By Ryan LavnerJanuary 19, 2018, 1:48 pm

Dustin Johnson stood out among a star-studded three-ball that combined to shoot 18 under par with just one bogey Friday at the Abu Dhabi HSBC Championship.

Shaking off a sloppy first round at Abu Dhabi Golf Club, Johnson matched the low round of the day with a 64 that put him within four shots of Thomas Pieters’ lead.

“I did everything really well,” Johnson said. “It was a pretty easy 64.”
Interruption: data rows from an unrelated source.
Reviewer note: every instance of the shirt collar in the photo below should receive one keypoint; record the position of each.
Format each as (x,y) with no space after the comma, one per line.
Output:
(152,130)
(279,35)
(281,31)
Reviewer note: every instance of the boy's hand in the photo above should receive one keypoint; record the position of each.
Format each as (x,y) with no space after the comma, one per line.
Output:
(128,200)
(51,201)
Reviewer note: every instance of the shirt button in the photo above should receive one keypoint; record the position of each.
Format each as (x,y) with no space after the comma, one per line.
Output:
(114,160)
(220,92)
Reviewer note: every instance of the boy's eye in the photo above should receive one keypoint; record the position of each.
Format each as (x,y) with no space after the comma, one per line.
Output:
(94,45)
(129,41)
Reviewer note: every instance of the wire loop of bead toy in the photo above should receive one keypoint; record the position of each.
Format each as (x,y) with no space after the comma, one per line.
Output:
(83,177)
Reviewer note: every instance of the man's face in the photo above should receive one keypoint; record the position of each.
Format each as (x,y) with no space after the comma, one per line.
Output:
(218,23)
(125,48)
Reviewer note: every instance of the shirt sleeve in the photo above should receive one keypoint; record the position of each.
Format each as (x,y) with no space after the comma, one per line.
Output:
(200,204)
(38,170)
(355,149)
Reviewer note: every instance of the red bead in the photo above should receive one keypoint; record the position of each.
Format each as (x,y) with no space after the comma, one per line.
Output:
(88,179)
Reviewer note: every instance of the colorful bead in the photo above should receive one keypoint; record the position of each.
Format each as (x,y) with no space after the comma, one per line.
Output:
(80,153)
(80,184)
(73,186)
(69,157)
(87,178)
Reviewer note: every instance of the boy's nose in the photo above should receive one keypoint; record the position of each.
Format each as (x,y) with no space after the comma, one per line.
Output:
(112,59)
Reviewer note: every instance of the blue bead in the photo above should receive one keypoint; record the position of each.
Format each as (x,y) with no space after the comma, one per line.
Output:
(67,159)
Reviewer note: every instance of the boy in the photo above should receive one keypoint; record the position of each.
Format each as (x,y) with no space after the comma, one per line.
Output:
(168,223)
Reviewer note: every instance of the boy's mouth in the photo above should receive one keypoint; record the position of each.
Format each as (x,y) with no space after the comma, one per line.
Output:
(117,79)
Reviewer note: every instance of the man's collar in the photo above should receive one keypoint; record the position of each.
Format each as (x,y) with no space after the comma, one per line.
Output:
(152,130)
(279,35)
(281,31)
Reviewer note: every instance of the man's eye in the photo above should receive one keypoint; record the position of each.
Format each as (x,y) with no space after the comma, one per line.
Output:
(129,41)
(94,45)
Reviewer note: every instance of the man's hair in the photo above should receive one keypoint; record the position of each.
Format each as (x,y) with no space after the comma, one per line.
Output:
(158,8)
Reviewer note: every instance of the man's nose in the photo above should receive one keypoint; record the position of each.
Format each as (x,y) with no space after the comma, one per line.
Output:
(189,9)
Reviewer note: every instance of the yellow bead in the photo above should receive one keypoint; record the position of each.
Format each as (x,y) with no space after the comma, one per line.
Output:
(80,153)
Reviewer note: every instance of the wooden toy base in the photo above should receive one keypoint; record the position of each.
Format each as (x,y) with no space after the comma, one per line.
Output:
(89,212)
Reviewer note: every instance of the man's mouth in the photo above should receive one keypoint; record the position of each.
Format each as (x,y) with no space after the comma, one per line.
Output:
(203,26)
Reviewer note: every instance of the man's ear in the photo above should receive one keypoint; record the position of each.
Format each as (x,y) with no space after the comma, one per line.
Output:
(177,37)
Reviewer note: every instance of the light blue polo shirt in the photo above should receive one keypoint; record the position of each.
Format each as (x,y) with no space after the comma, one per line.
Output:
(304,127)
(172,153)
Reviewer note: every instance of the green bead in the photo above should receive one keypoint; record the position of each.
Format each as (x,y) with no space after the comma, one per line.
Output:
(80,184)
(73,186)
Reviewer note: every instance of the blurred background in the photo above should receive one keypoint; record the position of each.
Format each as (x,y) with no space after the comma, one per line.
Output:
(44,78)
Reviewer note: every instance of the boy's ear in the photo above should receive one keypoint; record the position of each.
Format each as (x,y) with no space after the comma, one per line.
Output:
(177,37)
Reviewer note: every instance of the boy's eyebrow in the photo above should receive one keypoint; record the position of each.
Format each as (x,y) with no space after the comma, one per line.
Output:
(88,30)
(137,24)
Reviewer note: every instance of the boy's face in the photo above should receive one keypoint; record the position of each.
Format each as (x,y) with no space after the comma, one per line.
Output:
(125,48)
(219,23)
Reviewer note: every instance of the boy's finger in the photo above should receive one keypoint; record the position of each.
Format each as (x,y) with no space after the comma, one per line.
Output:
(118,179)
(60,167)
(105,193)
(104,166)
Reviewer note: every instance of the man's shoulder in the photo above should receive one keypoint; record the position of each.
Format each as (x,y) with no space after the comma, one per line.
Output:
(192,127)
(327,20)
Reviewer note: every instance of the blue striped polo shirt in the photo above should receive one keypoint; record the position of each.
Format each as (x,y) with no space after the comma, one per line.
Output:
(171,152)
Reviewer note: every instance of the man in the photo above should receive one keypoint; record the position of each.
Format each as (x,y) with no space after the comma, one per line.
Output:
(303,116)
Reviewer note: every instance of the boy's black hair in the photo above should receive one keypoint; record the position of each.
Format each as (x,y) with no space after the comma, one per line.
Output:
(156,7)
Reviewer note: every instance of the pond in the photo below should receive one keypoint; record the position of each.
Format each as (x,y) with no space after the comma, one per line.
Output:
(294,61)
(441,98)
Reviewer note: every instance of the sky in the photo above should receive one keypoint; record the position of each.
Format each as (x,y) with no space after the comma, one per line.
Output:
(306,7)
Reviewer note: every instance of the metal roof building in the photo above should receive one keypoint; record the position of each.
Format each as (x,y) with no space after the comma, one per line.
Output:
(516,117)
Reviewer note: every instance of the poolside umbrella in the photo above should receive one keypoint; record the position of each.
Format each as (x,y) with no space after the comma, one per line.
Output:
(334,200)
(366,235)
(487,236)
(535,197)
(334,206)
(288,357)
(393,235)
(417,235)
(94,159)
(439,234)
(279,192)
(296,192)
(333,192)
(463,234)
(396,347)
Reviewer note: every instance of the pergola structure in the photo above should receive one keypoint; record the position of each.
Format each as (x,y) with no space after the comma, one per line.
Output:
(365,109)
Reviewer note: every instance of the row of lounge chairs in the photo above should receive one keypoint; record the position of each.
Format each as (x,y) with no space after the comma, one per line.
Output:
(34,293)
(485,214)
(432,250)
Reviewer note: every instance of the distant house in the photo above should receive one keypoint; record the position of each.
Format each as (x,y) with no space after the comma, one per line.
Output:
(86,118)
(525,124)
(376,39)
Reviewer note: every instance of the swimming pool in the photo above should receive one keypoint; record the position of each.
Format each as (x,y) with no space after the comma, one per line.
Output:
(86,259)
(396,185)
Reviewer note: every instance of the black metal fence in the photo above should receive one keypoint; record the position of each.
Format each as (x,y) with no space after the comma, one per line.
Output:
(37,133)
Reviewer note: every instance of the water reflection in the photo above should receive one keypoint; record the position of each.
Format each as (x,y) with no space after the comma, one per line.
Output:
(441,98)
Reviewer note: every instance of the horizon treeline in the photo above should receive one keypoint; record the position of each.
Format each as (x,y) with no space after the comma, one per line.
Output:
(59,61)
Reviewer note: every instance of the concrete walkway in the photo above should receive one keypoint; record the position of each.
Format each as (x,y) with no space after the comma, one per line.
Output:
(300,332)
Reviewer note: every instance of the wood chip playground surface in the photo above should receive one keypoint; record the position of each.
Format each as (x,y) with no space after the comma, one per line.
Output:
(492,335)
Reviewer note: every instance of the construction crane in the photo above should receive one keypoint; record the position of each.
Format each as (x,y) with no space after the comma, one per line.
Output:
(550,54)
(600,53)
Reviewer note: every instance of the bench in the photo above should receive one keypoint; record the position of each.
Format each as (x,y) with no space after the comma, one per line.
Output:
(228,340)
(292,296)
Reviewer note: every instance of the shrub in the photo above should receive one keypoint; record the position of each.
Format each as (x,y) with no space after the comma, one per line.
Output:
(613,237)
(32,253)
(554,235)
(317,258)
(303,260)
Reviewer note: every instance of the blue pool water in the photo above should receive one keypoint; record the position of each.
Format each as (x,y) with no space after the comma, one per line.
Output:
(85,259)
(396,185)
Johnson made four bogeys during an even-par 72 on Thursday and needed a solid round Friday to make the cut. Before long, he was closer to the lead than the cut line, making birdie on three of the last four holes and setting the pace in a group that also included good rounds from Rory McIlroy (66) and Tommy Fleetwood (68).
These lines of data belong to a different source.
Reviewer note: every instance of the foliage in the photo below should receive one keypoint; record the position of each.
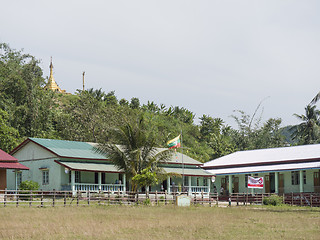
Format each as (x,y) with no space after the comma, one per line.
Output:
(274,200)
(133,149)
(29,185)
(308,131)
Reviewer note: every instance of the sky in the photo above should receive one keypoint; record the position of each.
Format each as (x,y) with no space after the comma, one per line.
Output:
(211,57)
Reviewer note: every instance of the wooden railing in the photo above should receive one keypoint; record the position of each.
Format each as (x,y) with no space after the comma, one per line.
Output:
(66,198)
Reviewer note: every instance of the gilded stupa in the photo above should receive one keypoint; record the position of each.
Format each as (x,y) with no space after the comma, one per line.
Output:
(52,85)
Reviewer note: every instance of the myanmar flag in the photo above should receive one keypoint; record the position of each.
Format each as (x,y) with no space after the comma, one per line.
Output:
(174,143)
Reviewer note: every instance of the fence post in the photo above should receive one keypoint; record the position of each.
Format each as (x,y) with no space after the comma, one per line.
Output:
(41,198)
(5,197)
(165,197)
(54,197)
(217,201)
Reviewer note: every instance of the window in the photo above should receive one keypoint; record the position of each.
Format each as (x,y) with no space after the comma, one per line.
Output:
(77,176)
(19,178)
(295,177)
(45,177)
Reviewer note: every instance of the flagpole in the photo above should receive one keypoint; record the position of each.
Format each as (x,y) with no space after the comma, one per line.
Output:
(182,164)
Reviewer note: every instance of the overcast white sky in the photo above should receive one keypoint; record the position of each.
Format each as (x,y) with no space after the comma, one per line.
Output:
(211,57)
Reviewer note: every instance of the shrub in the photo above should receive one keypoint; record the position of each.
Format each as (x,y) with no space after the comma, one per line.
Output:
(274,200)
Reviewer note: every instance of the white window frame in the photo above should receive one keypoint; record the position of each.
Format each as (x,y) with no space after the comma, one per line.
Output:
(45,177)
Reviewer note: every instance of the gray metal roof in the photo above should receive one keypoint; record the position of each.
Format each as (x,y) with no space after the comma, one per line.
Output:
(271,155)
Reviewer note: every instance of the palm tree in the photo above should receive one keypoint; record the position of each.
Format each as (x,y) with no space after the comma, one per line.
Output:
(307,132)
(133,150)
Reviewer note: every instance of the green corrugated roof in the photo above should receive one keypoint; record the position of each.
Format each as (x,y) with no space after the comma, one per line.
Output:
(85,150)
(96,167)
(188,171)
(69,149)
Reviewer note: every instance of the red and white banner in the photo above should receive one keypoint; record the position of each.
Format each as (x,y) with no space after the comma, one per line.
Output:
(255,182)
“Everyone was hitting good shots,” McIlroy said. “That’s all we were seeing, and it’s nice when you play in a group like that. You feed off one another.” 

Full-field scores from the Abu Dhabi HSBC Championship

Coming off a blowout victory at Kapalua, Johnson is searching for his first regular European Tour title. He tied for second at this event a year ago.

Johnson’s second-round 64 equaled the low round of the day (Jorge Campillo and Branden Grace). 

“It was just really solid all day long,” Johnson said. “Hit a lot of great shots, had a lot of looks at birdies, which is what I need to do over the next two days if I want to have a chance to win on Sunday.”